Toutefois pour Matthieu Venet, de la Boulangerie Bio Matt the baker à Viriat, acheter du local ne veut pas dire acheter plus cher. « J’achète du morbier et du comté directement à Aromas et moins cher que chez Métro. La seule contrainte c’est d’anticiper un peu de trésorerie, mais le delta prix ne permet pas de fermer tout de suite la porte à ce marché. Ça vaut le coup de se renseigner et de bosser la recette », insiste-t-il. Un constat partagé par Dominique Coiffard, chef-cuisinier au Parc des oiseaux à Villars-les-Dombes. Depuis quelques temps, il a fait le choix d’écarter certaines marques de bières ou de soda au profit de bières et produits locaux (steaks hachés Viande des pays de l’Ain, produits de la ferme Désiris et laiterie de la Côtière entre autres). Il admet toutefois qu’étant dans la restauration commerciale, il lui est plus facile de répercuter sur ses prix que dans la restauration collective, soumise à des budgets plafonnés. Et Aimé Nicolier d’avancer en marge du forum : « Sur la rémunération, je pense que nous devrons aller plus loin en tant que collectivité, notamment lorsque nous avons des commandes régulières, cela pourrait faciliter l’installation d’agriculteurs et producteurs. »

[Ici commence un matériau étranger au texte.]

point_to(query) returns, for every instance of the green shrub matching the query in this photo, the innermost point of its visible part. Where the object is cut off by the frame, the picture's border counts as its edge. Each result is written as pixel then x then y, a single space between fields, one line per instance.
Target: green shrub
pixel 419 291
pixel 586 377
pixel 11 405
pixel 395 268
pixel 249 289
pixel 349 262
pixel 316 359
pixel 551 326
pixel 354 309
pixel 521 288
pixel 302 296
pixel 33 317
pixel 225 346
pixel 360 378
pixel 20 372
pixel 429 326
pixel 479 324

Les plateformes pour simplifier la logistique

Mais la question du prix n’est pas la seule variable d’ajustement en matière d’achats/fournitures. Nombreux sont ceux qui se heurtent à des contraintes logistiques. En témoigne Hugo Danancher : « J’ai développé la vente directe sur mon exploitation en 2016 un an après mon installation et je me suis vite rendu compte que c’était très compliqué d’être à la fois éleveur, boucher, logisticien, commercial, comptable, et VPA permet de décharger l’éleveur de cette partie logistique. » Pour atteindre l’équilibre carcasse, l’association vend par exemple certains morceaux plus difficiles à écouler sous forme de steaks hachés 

Beaucoup se tournent aussi vers des plateformes telles que Agrilocal. Après la reprise à la suite du confinement, le parc des oiseaux s’est vu dans l’obligation de monter en urgence un fast-food pour permettre aux visiteurs de se restaurer debout. « Je me suis tourné vers Agrilocal. Avant il n’y avait que 10 à 15 % de notre approvisionnement qui venait de l’Ain, aujourd’hui c’est 60 % qui vient du département et de la Région », explique Dominique Coiffard. D’autres comme Nelly Chidichimo, du restaurant l’Entracte à Bourg-en-Bresse, reviennent aux bonnes vieilles méthodes en se fournissant directement chez le producteur. Plusieurs fois par semaine elle achète ainsi son pain chez Matthieu Venet. Le moyen pratique de changer de produits selon ses goûts et envies du moment tout en garantissant une publicité gustative pour le boulanger. Une relation gagnant/gagnant. 

 

*Dombes, Veyle, Plaine de l’Ain, Rives de l’Ain pays de Cerdon, Miribel et Plateau, la Côtière et Grand Bourg agglomération, , en partenariat avec l’Adabio, les trois chambres consulaires, le Département de l’Ain, Saveurs de l’Ain et Agrilocal 01.

Un marché de producteurs

Du Bleu de Gex de la fromagerie de l’Abbaye de Chézery-Forens, aux miels des Abeilles de Mélonia à Confrançon en passant par les yaourts des Délices bressans de Courtes, ou le bœuf Viande des Pays de l’Ain, plusieurs producteurs locaux adhérents Saveurs de l’Ain ou référencés sur la plateforme Agrilocal, étaient également présents pour mettre en valeur l’artisanat culinaire aindinois. Parmi eux, Émeline de Hestia Biscuiterie, installée depuis septembre 2022 à Saint-Paul-de-Varax. Cette passionnée de mythologie ancienne et de la déesse du foyer Hestia mettait à l’honneur les recettes de biscuits de sa grand-mère qu’elle a revisitées avec des produits meilleurs pour la santé et locaux : langues de chatons, sablés gourmands, ou encore ses fameux mika-choco et country-choc. La jeune femme se fournit notamment en farines et blé anciens auprès de l’Atelier de Niermont à Bâgé-Dommartin et du Moul’Ain des Fourmy à Pizay. Elle vend également ses produits en local, chez différents magasins revendeurs : la Ferme du séminaire à Servas, l’Épicerie des Dames à Neuville-les-Dames ou encore chez Nathalie à Sulignat. Ce type d’événements lui permet de se faire connaître auprès des élus locaux et de créer de nouvelles relations.